Our Story

 Since 2011, the Local Food Manitoulin Advisory Committee (formerly named, the Child Poverty Task Force) has been meeting round table to discuss Mnidoo Mnis (Manitoulin Island’s) food landscape and the challenges we face as individuals, families and communities in terms of healing, well-being, and our connections to food. 

 

 

At first, our round table discussions were motivated by the shared feeling that there was an urgent need to improve fresh produce access at the family level, especially for growing children and youth. In response, we adopted Food Share’s Good Food Box model and with the help of Noojmowin Teg Health Centre, launched the program on Manitoulin. The program is now entirely community-driven and operates independent of outside funding, with the partnership of local grocer, Orr's Valu-Mart, and over 20 volunteers. 

We reached a point in 2014 where we felt that we were meeting our goal of providing a fresh food option in the form of an accessible and reliable program across the district. It was time to re-prioritize and return to our discussions of acknowledging community needs in terms of food. This time the discussions headed towards supporting the development of sustainable and long-term solutions for improving access to local food systems. Sub-meetings were planned with representatives from the communities to get more in-depth perspective on each community’s set of strengths in terms of cultivated, forest, field, and freshwater food access and challenges in terms of re-building food systems. From these discussions, major themes presented themselves and we set to work immediately by coordinating home garden installations and developing the design of what is now, Harvest to Share.

Parallel to initiating these pilot projects, we began the long and tedious task of proposal writing for larger-scale grant opportunities in order to address all of the themes that were presented in those conversations with community representatives and shared ideas at the Advisory Committee table. In spring of 2017, we were offered the opportunity of a lifetime. Our project designs were recognized by the Ontario Trillium Foundation and Local Poverty Reduction Fund, offering the funding in full that we needed to carry out three years of intensive local food work across the large geographically and culturally diverse area of the Manitoulin District. Our funded projects would be better recognized as the "Manitoulin Community Fresh Food Initiative" and "Mshiikenh Mnis Wenjiing - Turtle Island Roots”.

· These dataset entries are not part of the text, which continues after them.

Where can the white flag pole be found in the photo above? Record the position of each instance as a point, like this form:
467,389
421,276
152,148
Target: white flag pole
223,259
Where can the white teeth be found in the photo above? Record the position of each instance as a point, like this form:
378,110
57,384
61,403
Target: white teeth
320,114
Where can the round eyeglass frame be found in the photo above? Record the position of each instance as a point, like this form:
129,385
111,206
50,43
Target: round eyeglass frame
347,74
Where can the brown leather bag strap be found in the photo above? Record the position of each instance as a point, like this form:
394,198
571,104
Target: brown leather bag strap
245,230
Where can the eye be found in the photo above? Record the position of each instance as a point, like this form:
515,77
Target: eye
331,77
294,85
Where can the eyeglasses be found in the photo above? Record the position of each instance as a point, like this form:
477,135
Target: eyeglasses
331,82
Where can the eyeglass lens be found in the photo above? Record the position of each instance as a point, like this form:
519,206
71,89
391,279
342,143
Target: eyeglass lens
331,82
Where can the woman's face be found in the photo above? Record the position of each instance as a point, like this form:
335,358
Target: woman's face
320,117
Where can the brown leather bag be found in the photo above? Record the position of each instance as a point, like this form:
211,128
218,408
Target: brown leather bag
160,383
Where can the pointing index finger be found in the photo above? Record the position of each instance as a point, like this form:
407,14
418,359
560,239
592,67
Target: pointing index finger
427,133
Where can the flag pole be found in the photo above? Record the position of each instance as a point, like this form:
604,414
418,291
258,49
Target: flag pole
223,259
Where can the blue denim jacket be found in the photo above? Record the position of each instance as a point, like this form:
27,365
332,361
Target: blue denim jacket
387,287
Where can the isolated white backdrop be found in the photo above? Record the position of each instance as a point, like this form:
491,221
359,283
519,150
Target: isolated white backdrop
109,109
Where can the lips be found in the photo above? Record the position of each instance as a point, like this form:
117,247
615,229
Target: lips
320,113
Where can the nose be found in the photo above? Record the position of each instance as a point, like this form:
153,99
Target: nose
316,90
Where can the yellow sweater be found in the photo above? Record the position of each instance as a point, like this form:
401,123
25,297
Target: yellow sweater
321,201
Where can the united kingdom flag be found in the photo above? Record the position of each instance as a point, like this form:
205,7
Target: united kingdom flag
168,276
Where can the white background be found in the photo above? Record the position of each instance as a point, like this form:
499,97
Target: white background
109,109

To bring everything together, the Local Food Manitoulin brand was created and this is us moving forward: Food is life and the Local Food Manitoulin movement is supporting people to harvest food from the forest, fields, and freshwater and cultivate food sources at home and within the wider community.

 

Local Food Manitoulin brings people together from across Mnidoo Mnis and beyond to share knowledge, experience, skills and enthusiasm so we can all eat better and live better in a sustainable way. Our vision is unfolding now as elders and young people share knowledge that brings the freshest, most sustainable foods from Mother Earth to homes, tables and families, but there’s so much left to do. 

 

We support 11 Kitigaan-naa (community gardens) and 4 community greenhouses/indoor grow spaces that bring people together to grow and harvest food while also passing on a spirit of food sovereignty and self-reliance to the next generation. Working together and promoting a connection to the land in young people is so important. Local food is for everyone and everyone is welcome to be part of what’s happening here.

 

We’re here to bring people together. To make the Local Food Manitoulin vision a reality, we maintain a local food map and host teaching workshops with Island experts on topics such as maple syrup production, seed saving, sustainable harvesting, mushroom production, beekeeping, traditional Anishinabek medicine, farm and permaculture tours, harvesting wild foods and more – all with an emphasis on learning from our elders and the wisdom of their stories. Most recently, Local Food Manitoulin has established the Myengenuk Gizhkeking Endaat Farming for Community project and Manitoulin's first mobile local food market. 

 

The success of projects of this scope highlights the importance of capturing a multitude of perspectives at one meeting table, where community leaders and activists are engaging in discussion and making forward-motion decisions together. The Advisory Committee partnerships formally include the following organizations. However, our partnership base extends much further, including local farmers, harvesters and community members. 

  • Noojmowin Teg Health Centre
  • Naandwehgiigamik Community Health Centre
  • M'Chigeeng First Nation Health Services
  • Sheguiandah First Nation Health Centre
  • Sheshegwaning First Nation Health Services
  • Whitefish River First Nation Health & Social Services
  • Naandwechige-Gamig Health Centre
  • Zhiibaahaasing First Nation Health Centre
  • Manitoulin-Sudbury District Services Board
  • Manitoulin Family Resources
  • Public Health Sudbury & Districts
  • Kids Can Grow
  • Little Current United Church
  • Township of Assiginack
  • Northern Ontario Permaculture Research Institute

Local Food Manitoulin is certainly about eating better and more sustainably, but more than that it’s really about hope – hope in the healing, life-giving power of fresh, locally harvested foods, produced with care and in harmony with the natural world.

 

So come, join us, aambe, and be part of Local Food Manitoulin. Good local food is something we all should enjoy together.